II. Sovereign
2.13 Commonwealth Law Form
Article 192 - Mean Time
Mean Time, also known as Greenwich Mean Time (GMT), also known as Coordinate Universal Time is an ecclesiastical and legal form of enclosure of time under the “law of the (holy) sea” whereby the mean solar time at the Royal Observatory at Greenwich Hospital in Greenwich, London is considered the global time standard since the end of the 19th Century.

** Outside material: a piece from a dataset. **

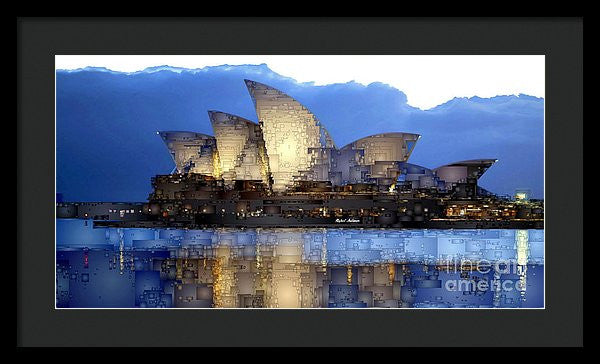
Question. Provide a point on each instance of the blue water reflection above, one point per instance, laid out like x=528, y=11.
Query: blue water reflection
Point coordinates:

The concept of basing time relative to Greenwich Mean Time (GMT) was first adopted by the Great Western Railway of Great Britain in the schedule of its times from 1840:
(i) Great Britain recognized the superiority of the Roman Catholic Church in respect of the Gregorian Calendar instituted by Pope Gregory XIII (1572-1585) (and its Canon Laws) by 1751 through (24 Geo.2 c.23) and in 1752 (25 Geo.2 c.30); and
(ii) Greenwich Mean Time (GMT) was then adopted by the whole railways and Post Offices of the United Kingdom from 1847. The first reference to Greenwich Mean Time as the standard time system for all the United Kingdom, Dominions and Colonies was from 1880 and the Statutes (Definition of Time) Act (43 & 44 Vict. c. 9); and
(ii) North American railroads introduced (zoned) standard time there on 1883-11-18 Sun; most larger US towns were using it by October 1884; legalized by US Act of Congress in 1918; and
(iii) Ireland adopted Greenwich Mean Time in 1916, supplanting Dublin Mean Time; and
(iv) In 1925 at the 2nd International Astronomical Union Conference in Cambridge England, the Greenwich Mean Time (GMT) was proposed to be changed to be known as the Universal Time (UT) globally. This was formally adopted and agreed by 1935 in Paris; and
(v) From 1st January 1972, a new unit of time called the Coordinated Universal Time (UTC) based closely on GMT but using atomic clocks was first introduced. The difference between UTC and UT (GMT) is marginal.